Of course, I understood what a whiner complaining about my charmed life made me. When I quit playing hockey and started my business, my dissatisfaction only continued to grow. I thought maybe if I were to find a good woman and have a family, that would be the answer. As it turned out, finding a good woman wasn't so easy.

Now, over ten years since my forced retirement from hockey, I was still unmarried and childless. There must be something wrong with me that after a few dates, the women would disappear. It took Analyn one night. I woke up the day after having the most amazing sex I’d had in a long time, maybe ever, ready to fuck like rabbits again, only to find the bed empty. The disappointment was acute.

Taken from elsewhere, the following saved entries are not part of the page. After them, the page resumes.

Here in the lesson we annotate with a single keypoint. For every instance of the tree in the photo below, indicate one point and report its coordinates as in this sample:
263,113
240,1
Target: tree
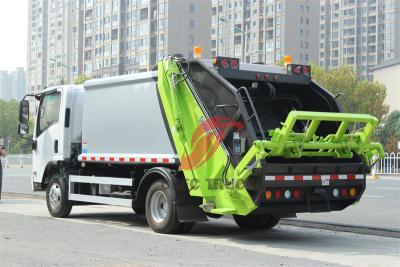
9,112
81,79
363,96
390,132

But it wasn't just that there wasn't going to be any more sex with her that bothered me. I really enjoyed her company. I would've liked to have seen her again. I was aware that she was from Chicago, but maybe I could have flown out to visit her or flown her here to visit me. On the one hand, it seemed like a lot of work to date a woman long-distance, but since she was the first woman in a long, long time to get me out of my funk, it would've been worth it. Imagine the phone sex!

But it wasn't to be. Not only had she left while I was sleeping, but there was no note. I wondered what happened when she woke up next to me. Had she regretted it? Had I done something to offend her? Maybe in the early morning light, without the haze of alcohol, she realized how much older I was than her. I had to be at least twenty years her senior, practically old enough to be her father. I shook my head free of that thought because it was disturbing.

The intercom on my desk buzzed, pulling me out from my ruminations. I poked the button. "Yes, Catherine?"

"I just want to remind you that you're interviewing for the new social media marketing manager today. The first candidate is in twenty minutes. Would you like me to bring in the file for the applicant now?”

I scraped my hand over my face. Sometimes, I really hated my job. "No. I'll look at it when it's time."

"Very well."

The line clicked off, and it occurred to me that Catherine often spoke to me in a tone that made me feel like she was disappointed in me. Considering I was a billionaire who spent his day whining, I couldn't blame her.